Na média do regime de câmbio flutuante, de janeiro de 1999 até agora, a cotação do R$/US$ foi de cerca de 4,90, já descontada a inflação desse período. Portanto, a cotação de nossa moeda está, hoje, bastante desvalorizada.
A depreciação do real desde o final de 2023, quando a cotação estava em torno de 4,90, chega a quase 30%. Trata-se de uma variação bastante acentuada, sem sombra de dúvida. Seria esse um movimento decorrente somente de fatores domésticos?

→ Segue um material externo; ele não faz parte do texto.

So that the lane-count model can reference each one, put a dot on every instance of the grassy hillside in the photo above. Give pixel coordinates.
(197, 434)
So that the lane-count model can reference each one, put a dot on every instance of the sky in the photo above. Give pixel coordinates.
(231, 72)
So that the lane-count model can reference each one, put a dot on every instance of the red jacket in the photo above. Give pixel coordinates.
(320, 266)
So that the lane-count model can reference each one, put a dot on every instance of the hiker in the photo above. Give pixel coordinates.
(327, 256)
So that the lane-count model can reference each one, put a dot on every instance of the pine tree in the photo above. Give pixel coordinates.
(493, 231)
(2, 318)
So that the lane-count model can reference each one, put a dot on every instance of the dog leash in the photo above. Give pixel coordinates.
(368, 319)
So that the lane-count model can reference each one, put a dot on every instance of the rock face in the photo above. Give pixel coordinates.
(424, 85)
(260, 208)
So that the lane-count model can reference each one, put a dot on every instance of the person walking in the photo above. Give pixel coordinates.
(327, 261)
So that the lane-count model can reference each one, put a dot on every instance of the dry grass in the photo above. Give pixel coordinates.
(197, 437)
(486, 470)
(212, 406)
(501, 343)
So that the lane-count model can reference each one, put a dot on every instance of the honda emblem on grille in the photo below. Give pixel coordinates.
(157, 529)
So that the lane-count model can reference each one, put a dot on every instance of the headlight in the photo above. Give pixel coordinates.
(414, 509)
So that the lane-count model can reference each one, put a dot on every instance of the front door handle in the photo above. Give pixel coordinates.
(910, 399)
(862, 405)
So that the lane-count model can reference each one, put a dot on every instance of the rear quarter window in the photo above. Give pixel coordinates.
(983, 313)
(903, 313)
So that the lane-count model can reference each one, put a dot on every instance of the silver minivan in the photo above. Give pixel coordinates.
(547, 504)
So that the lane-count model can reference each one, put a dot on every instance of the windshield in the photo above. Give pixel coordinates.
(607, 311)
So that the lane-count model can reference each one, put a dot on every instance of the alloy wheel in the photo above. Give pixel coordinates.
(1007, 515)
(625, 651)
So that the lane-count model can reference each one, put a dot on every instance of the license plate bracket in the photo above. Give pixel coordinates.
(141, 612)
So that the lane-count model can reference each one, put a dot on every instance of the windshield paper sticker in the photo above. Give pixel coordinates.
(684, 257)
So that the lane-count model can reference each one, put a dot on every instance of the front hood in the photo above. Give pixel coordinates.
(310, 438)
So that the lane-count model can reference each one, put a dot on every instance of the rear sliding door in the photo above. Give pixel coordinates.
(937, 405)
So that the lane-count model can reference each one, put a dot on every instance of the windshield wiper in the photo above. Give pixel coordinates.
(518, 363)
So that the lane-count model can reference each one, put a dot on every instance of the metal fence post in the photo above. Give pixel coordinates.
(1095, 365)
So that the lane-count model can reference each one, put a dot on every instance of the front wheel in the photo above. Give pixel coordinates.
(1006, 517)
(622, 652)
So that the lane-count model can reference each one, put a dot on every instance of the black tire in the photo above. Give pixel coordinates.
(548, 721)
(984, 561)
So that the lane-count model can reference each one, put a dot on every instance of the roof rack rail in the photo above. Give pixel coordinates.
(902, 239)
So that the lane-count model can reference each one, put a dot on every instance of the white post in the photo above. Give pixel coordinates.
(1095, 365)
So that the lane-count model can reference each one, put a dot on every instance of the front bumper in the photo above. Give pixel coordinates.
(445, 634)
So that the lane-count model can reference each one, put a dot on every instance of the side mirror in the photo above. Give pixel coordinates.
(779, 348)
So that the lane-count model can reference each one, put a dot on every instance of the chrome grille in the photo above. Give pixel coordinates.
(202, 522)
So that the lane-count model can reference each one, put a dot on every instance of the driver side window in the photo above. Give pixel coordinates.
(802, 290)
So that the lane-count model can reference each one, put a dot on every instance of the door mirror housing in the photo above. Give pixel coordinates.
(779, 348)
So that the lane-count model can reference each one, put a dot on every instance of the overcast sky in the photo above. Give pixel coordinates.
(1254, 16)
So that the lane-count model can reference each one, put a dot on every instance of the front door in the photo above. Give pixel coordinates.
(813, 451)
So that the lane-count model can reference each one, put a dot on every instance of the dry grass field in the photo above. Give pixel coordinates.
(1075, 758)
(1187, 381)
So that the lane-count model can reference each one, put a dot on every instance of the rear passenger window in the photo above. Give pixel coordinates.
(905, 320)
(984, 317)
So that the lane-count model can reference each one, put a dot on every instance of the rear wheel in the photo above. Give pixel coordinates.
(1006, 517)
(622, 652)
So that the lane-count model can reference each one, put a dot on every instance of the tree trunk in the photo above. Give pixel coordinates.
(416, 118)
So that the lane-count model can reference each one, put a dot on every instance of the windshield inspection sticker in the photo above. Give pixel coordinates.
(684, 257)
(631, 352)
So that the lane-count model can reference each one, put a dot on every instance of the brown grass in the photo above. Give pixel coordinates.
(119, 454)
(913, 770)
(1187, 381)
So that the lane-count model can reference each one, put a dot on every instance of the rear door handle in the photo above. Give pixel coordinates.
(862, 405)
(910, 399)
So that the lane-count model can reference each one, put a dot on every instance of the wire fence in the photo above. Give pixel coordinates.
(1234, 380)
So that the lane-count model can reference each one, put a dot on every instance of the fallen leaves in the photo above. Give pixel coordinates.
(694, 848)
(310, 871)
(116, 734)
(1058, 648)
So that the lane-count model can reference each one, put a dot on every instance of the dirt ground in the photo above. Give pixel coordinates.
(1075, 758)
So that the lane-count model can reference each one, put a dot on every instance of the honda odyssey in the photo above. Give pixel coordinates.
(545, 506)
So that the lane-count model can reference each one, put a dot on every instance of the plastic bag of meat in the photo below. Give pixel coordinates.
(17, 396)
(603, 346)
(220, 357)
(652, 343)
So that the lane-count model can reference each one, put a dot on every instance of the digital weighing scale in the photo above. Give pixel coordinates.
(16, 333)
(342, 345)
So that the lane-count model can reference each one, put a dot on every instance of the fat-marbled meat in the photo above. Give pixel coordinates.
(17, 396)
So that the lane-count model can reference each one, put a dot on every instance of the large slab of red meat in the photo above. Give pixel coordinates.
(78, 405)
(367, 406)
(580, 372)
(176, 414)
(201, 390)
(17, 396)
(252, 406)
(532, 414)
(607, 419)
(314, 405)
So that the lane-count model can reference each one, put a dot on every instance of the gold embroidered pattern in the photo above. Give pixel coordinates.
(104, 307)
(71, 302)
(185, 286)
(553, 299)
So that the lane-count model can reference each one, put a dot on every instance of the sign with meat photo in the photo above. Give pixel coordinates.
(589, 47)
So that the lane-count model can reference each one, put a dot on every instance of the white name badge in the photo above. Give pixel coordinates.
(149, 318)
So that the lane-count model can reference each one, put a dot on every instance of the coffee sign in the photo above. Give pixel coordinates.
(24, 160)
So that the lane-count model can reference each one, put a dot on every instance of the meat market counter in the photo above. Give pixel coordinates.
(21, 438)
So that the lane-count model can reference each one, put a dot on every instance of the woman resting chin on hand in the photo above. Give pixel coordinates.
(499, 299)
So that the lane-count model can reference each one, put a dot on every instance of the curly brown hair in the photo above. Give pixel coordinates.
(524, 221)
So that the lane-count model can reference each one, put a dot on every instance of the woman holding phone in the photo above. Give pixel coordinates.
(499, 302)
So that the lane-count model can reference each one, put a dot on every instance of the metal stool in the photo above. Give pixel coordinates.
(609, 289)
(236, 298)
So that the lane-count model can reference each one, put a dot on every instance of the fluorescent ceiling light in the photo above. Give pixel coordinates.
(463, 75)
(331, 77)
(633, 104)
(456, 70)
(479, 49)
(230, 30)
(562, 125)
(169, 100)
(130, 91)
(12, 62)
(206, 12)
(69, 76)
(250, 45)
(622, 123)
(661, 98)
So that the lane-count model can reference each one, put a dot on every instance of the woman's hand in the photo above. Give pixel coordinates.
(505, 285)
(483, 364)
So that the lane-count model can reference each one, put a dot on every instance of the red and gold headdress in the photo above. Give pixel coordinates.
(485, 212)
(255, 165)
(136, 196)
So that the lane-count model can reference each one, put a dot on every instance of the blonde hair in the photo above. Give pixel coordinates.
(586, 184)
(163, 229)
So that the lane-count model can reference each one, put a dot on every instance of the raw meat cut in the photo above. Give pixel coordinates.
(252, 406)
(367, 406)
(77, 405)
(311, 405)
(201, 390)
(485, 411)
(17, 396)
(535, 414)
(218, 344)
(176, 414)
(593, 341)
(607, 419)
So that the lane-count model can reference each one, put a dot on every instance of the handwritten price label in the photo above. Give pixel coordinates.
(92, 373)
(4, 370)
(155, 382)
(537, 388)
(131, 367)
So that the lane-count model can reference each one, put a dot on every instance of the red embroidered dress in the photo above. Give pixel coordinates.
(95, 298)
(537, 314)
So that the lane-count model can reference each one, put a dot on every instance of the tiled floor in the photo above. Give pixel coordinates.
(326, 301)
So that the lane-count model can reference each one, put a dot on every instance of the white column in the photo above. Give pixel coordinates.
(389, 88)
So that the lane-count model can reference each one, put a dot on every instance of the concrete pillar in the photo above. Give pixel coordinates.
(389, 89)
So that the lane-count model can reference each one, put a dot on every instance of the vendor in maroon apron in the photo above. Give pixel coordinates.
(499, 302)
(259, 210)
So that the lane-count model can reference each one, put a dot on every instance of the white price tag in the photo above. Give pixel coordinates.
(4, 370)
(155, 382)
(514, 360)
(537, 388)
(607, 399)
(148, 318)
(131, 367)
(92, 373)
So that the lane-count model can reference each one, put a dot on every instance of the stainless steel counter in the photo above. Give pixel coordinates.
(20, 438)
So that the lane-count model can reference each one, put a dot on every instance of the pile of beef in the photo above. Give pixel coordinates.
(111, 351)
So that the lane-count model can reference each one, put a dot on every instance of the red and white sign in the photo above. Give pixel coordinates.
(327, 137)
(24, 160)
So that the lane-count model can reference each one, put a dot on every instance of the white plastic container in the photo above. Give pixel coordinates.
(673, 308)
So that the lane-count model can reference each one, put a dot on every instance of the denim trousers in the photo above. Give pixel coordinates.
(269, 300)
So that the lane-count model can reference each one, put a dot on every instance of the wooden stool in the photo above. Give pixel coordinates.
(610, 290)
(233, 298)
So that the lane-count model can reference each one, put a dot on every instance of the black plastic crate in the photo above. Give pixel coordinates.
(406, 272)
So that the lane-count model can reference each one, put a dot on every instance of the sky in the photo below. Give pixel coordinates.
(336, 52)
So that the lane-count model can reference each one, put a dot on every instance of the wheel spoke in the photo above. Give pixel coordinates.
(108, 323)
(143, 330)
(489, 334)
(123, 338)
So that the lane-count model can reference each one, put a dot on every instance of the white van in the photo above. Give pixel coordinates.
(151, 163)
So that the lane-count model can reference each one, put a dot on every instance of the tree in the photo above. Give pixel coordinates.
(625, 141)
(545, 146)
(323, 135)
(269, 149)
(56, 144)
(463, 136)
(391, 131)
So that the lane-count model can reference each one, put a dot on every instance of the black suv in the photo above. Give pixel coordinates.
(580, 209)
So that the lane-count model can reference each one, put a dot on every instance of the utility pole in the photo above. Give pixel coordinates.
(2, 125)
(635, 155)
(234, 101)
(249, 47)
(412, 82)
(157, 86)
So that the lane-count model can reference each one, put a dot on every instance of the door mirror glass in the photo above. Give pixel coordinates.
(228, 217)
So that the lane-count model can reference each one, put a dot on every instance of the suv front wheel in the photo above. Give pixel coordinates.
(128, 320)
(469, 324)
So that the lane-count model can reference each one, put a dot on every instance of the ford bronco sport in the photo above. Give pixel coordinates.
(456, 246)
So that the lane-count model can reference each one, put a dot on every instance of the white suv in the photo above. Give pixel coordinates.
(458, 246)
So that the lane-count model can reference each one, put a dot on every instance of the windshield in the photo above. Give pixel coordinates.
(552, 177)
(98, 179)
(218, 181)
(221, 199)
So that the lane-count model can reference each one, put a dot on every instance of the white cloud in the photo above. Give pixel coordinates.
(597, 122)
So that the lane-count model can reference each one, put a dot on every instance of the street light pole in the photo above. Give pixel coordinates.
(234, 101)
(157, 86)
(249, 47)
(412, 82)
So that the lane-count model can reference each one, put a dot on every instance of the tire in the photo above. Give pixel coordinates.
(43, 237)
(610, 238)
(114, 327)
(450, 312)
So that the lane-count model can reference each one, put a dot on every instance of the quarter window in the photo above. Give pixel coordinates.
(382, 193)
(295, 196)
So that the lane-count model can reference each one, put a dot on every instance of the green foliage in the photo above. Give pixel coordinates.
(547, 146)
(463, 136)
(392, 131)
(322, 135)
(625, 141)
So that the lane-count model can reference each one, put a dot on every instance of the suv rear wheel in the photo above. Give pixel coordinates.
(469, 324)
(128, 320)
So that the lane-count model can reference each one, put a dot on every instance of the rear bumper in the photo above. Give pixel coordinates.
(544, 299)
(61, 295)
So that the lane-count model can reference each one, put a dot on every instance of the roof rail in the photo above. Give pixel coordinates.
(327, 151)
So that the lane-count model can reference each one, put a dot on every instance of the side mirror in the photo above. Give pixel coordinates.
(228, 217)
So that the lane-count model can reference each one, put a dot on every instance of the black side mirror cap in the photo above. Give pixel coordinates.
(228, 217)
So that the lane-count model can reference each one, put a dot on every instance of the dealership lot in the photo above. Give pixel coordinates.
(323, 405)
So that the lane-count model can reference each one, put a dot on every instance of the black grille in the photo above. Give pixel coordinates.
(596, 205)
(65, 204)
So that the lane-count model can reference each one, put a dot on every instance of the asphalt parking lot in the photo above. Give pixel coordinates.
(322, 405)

Uma forma de tentar responder a essa pergunta é pela observação do comportamento de outras moedas. O peso mexicano acumula desvalorização de cerca de 15% neste ano, ao passo que o dólar canadense e o won sul-coreano perderam cerca de 10% do valor. Com efeito, parece haver um movimento comum, que explicaria ao menos parte de nossa desvalorização.
De fato, esse fator comum está associado ao fortalecimento do dólar norte-americano. Ao longo deste ano, ele ganhou cerca de 7% frente às principais moedas. Exercícios estatísticos apontam que cada 1% de valorização do dólar ante as moedas fortes gera uma depreciação de cerca de 2% do real. Assim, quase metade dos 30% de desvalorização de nossa moeda podem ser atribuídos a fatores internacionais (dólar e preços de commodities). Caso esses fatores não tivessem mudado ao longo de 2024, o R$/US$ estaria hoje próximo dos 5,60.
E o que mudou lá fora para gerar esse fortalecimento do dólar? Primeiro, a resiliência da atividade econômica e da inflação nos EUA, que levou o banco central deles a reavaliar a trajetória de redução dos juros. Em segundo lugar, a vitória de Donald Trump, que vem sinalizando uma política econômica que poderá gerar ainda mais pressão inflacionária nos EUA e aumentar os déficits fiscais, empurrando o juro deles para cima.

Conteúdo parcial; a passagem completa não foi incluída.